No - the result would be exactly the same, minus the length of a TT in the gap opened up, if we started side by side and both got on the throttle at the same time.


> Basically, even if the time difference between two cars remains the same (i.e. they're accelerating at exactly the same rate) the _distance _ between the two cars increases in proportion to their speed. You think you're leaving them behind but you're not.


This is hard work. Read what I wrote - I've accelerated to 30 mph and I'm cruising at that speed. Given that you'll still be accelerating to 30mph after I've reached 30 mph, then the gap will be closing somewhat. Once you reach 30 mph and assuming we'r'e both being good lads and not exceeding the limit there will be a quite considerable gap which will never get any less unless you speed up or I slow down.



> It's simple physics. As soon as you slow down at the next holdup they'll be back on your back bumper


Ah gotcha! So if I slow down, you catch up. Even I can grasp those physics. :lol:


> If anyone seriously thinks that a TTRS is a quicker way of getting from A to B than a TT TDi, then they need their head examining. It's quicker on a track - NOT on the road.


There's only one person here who needs their head examined, get real - it's quicker anywhere !


----------



## jjosh (Oct 13, 2013)

3 words: Smiles. Per. Gallon.

Driving within the law (which of course we all do :roll: ) A super car will do a short journey in 29 minutes, a Prius will do it in 30. But are we going to sit here and say that a TDi is as fast as an RS because of our 70mph speed limit? We might as well all hang up our boots and go and buy a nissan leaf.

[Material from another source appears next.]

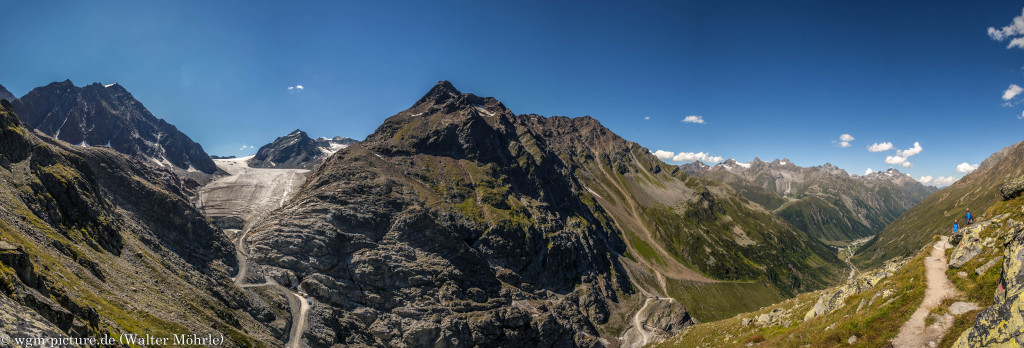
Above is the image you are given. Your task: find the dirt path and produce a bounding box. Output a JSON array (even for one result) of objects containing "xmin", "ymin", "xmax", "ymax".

It'll all be irrelevant in a couple of years when we have 70mph average speed checks on all motorways & A roads :twisted:


----------



## igotone (Mar 10, 2010)

jjosh said:


> It'll all be irrelevant in a couple of years when we have 70mph average speed checks on all motorways & A roads :twisted:


They are actually considering raising the motorway limit to 80 mph.


----------



## jjosh (Oct 13, 2013)

Would be a good start. I used to live in Germany, on the unrestricted sections of the Autobahns it was fantastic, very safe yet quick driving. Certainly much better lane discipline than we have here. You won't be a middle lane hogger for long when you have cars doing 150mph+ regularly coming up behind you! I've been doing a fair few motorway miles this month and the ignorance of many road users is quite staggering.


----------



## SuperRS (Mar 7, 2012)

Average speed costs too much to implement and is too effective which therefore doesn't make any real revenue and why we will never see it used wide scale other than for roadworks


----------



## igotone (Mar 10, 2010)

jjosh said:


> Would be a good start. I used to live in Germany, on the unrestricted sections of the Autobahns it was fantastic, very safe yet quick driving. Certainly much better lane discipline than we have here. You won't be a middle lane hogger for long when you have cars doing 150mph+ regularly coming up behind you! I've been doing a fair few motorway miles this month and the ignorance of many road users is quite staggering.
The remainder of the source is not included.